0

Let's call my root level foo and my child level events. I want to aggregate on the events level but with a filter that EITHER the event has color "orange" OR the parent foo has customerId "35".

So, I want to have a filter aggregation that's inside a nested aggregation. In this filter's query clause, I have one child that refers to a field on foo and the other refers to a field on events. However, that first child has no way to actually reference the parent like that! I can't use a reverse_nested aggregation because I can't put one of those as a child of a compound query, and I can't filter before nesting because I'd lose the OR semantics that way. How do I reference the field on foo?

Concrete example if it helps. Mapping:

{
  "foo": {
    "properties": {
      "customer_id": { "type": "long" },
      "events": {
        "type": "nested",
        "properties": {
          "color": { "type": "keyword" },
          "coord_y": { "type": "double" }
        }
      }
    }
  }
}

(update for clarity: that's an index named foo with the root mapping named foo)

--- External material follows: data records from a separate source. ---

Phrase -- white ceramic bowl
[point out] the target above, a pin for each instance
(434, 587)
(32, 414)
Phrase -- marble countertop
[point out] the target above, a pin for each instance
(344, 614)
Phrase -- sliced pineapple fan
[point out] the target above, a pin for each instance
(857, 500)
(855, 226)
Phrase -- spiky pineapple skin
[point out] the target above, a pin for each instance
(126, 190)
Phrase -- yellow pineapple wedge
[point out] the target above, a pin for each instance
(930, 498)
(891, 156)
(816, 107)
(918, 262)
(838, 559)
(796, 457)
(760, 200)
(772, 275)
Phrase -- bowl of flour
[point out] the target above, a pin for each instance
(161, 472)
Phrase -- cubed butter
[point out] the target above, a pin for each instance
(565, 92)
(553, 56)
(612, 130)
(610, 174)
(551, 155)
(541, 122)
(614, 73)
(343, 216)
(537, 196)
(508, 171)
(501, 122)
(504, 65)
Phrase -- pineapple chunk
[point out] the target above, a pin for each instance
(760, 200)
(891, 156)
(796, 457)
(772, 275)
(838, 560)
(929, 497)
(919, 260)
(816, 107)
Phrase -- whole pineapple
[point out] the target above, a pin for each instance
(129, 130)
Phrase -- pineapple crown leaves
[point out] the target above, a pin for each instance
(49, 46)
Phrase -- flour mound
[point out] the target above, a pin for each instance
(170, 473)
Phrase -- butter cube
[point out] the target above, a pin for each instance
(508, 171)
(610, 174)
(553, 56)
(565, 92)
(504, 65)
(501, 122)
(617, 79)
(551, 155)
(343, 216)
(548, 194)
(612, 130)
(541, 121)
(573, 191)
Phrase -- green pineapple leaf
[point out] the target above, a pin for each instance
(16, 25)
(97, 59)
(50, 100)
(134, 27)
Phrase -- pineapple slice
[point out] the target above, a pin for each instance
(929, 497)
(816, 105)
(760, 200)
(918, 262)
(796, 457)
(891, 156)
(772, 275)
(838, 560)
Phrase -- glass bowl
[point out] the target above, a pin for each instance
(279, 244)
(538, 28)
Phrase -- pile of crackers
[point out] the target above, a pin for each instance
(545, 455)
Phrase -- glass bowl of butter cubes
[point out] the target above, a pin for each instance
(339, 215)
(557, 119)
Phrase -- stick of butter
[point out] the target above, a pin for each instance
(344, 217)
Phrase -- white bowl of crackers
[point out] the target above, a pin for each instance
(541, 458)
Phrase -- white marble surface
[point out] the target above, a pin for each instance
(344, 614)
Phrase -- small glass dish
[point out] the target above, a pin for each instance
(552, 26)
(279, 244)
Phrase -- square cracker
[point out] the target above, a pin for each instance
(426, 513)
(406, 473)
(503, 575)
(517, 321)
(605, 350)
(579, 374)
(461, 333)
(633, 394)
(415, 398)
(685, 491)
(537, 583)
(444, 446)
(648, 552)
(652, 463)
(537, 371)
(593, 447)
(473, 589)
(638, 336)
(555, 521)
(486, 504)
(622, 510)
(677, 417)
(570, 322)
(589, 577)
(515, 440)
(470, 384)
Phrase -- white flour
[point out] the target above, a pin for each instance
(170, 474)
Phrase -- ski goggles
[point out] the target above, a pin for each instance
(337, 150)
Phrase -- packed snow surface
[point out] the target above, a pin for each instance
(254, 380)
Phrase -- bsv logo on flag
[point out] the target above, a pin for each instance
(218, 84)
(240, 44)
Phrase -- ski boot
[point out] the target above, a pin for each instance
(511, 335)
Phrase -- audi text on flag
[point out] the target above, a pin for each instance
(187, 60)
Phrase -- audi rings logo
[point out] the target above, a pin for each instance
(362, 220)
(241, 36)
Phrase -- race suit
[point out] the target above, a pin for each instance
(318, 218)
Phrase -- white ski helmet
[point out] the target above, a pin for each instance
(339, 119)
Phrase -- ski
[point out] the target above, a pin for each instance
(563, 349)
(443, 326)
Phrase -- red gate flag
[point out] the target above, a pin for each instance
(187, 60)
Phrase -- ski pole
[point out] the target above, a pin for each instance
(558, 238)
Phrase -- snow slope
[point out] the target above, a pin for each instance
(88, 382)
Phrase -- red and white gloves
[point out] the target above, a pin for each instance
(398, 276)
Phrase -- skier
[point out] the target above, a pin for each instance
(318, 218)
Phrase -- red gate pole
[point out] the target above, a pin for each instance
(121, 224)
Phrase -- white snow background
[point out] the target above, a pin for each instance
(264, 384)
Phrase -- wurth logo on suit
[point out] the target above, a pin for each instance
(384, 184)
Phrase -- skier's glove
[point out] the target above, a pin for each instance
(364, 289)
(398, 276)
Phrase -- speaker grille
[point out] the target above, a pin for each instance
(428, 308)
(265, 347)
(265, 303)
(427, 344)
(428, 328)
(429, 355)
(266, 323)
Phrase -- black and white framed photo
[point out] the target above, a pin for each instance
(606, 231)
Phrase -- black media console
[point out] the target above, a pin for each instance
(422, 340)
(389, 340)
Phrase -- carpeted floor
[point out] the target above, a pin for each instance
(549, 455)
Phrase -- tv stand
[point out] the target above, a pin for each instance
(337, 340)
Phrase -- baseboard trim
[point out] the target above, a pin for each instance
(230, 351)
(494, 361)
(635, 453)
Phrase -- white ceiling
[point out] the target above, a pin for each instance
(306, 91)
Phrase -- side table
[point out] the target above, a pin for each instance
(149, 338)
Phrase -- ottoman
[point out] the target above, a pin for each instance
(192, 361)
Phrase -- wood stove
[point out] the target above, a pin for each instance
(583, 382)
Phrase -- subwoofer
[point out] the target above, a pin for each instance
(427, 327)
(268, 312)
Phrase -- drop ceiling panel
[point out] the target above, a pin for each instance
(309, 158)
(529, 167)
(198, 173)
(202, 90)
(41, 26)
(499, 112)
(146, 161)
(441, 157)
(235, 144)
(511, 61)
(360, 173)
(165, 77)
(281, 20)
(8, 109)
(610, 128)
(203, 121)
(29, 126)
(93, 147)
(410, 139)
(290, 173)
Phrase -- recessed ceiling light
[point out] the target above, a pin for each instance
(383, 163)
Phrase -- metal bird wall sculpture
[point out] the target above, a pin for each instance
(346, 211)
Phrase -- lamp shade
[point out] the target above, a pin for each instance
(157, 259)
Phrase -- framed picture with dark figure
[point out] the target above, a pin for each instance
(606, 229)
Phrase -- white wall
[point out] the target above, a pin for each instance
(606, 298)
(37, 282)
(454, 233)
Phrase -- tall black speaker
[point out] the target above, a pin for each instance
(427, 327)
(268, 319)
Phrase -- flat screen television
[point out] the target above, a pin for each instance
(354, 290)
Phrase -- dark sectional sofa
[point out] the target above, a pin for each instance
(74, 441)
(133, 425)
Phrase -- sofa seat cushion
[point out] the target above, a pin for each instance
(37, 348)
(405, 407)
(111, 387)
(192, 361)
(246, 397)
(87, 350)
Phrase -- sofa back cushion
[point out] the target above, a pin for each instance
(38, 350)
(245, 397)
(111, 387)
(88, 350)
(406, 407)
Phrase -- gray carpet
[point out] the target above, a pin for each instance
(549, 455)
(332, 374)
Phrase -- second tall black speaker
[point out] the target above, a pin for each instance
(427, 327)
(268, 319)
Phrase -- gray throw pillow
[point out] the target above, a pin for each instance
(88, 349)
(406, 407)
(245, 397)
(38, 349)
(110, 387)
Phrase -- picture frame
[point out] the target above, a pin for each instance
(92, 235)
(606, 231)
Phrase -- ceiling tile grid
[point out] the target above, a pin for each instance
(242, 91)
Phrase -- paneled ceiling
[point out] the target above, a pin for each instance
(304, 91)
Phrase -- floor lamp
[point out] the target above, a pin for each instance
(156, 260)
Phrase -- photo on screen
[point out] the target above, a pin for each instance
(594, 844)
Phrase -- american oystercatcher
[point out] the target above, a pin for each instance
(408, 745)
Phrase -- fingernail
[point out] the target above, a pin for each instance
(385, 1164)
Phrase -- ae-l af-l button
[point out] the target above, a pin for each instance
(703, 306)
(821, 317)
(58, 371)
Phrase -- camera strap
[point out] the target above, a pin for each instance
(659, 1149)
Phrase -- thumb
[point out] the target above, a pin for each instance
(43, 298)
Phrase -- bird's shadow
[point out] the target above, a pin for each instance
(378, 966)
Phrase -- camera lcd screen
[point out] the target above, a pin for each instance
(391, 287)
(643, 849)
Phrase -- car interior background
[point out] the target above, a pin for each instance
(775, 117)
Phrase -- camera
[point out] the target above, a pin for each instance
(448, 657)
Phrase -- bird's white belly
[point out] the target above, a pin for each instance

The query I want to be able to make:

{
  "aggs": {
    "OP0_nest": {
      "nested": { "path": "events" },
      "aggs": {
        "OP0_custom_filter": {
          "filter": {
            "bool": {
              "should": [
                { "term": { "events.color": "orange" } },
                { "term": { "customer_id": 35 } }
              ]
            }
          },
          "aggs": {
            "OP0_op": {
              "avg": { "field": "events.coord_y" }
            }
          }
        }
      }
    }
  }
}

Of course, this does not work, because the child of the should clause containing customer_id does not work. That term query is always false because customer_id can't be accessed inside the nested aggregation.

Thanks in advance!

K. M
  • 867
  • 1
  • 8
  • 17

1 Answers1

3

Since the fields you want to apply filter on are at different levels you need to make query for each level separately and place them in should clause of bool query which becomes the filter for our filter aggregation. In this aggregation we then add a nested aggregation to get the avg of coord_y.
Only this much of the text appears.